Chapter 2: The Satchel and the Sigil
Thanks for coming back for the next installment of the Velmorne Chronicles. Without further delay, here is:

They didn’t wait for dawn — just the moment the road behind them fell silent. Kal had seen enough to know what sort of men shouted in the dark and tracked bleeding girls through the trees.
The girl’s name was Talia. She offered it only after Kal drove off the last hunter with a broken chair leg and a boot to the throat. Didn’t thank him. She just clutched the satchel tighter and kept moving.
By morning, the storm had passed. The woods were slick with mist and silence. Kal led, Talia limped behind him, and neither of them asked if the hunters would return. They always did.
They stopped by a stream.

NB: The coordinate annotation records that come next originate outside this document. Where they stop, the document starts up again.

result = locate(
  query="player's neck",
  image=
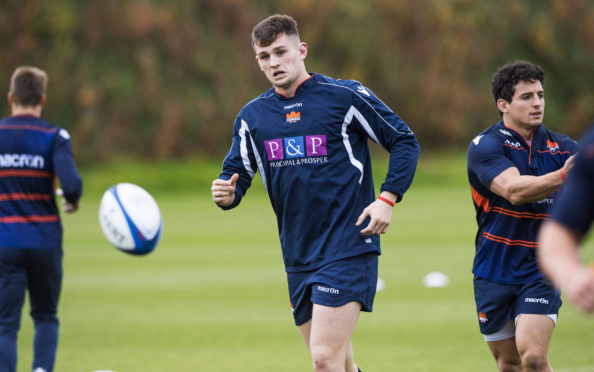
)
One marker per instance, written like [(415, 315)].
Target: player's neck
[(291, 90), (524, 130), (18, 110)]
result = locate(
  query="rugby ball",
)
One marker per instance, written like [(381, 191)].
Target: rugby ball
[(130, 219)]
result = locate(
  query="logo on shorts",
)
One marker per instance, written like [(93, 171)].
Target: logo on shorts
[(483, 317), (328, 290), (543, 301)]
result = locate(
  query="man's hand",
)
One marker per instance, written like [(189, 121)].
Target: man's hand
[(380, 214), (223, 192)]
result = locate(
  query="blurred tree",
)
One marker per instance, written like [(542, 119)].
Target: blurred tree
[(166, 79)]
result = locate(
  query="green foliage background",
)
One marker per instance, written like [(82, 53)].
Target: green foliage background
[(212, 297), (165, 79)]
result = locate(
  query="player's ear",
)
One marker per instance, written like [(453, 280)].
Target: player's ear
[(302, 50)]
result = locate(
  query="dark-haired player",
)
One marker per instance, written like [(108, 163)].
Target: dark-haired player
[(307, 136), (32, 153), (515, 168)]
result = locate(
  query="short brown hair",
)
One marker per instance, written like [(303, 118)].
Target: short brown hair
[(267, 30), (27, 86)]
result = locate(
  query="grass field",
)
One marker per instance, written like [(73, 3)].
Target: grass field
[(213, 297)]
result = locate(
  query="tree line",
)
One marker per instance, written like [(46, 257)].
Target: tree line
[(165, 79)]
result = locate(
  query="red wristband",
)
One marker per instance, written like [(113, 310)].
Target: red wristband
[(387, 201)]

While Talia cleaned her wounds, Kal crouched near the satchel, eyeing the etched runes like they might bite.
“Ever seen markings like that?” she asked, not taking her eyes off the water.
Kal didn’t answer right away. The symbols pulsed faintly, almost like breath. His fingers tingled just being near it.
“I’ve seen stranger,” he said finally, though his voice lacked conviction.
Talia gave a dry smile. “That’s not a no.”
“It’s a *don’t ask*.”
She exhaled and leaned back on her hands, letting her gaze drift to the sky. “You keep looking at it like it might explode.”
“I’ve seen things that look harmless. They usually aren’t.”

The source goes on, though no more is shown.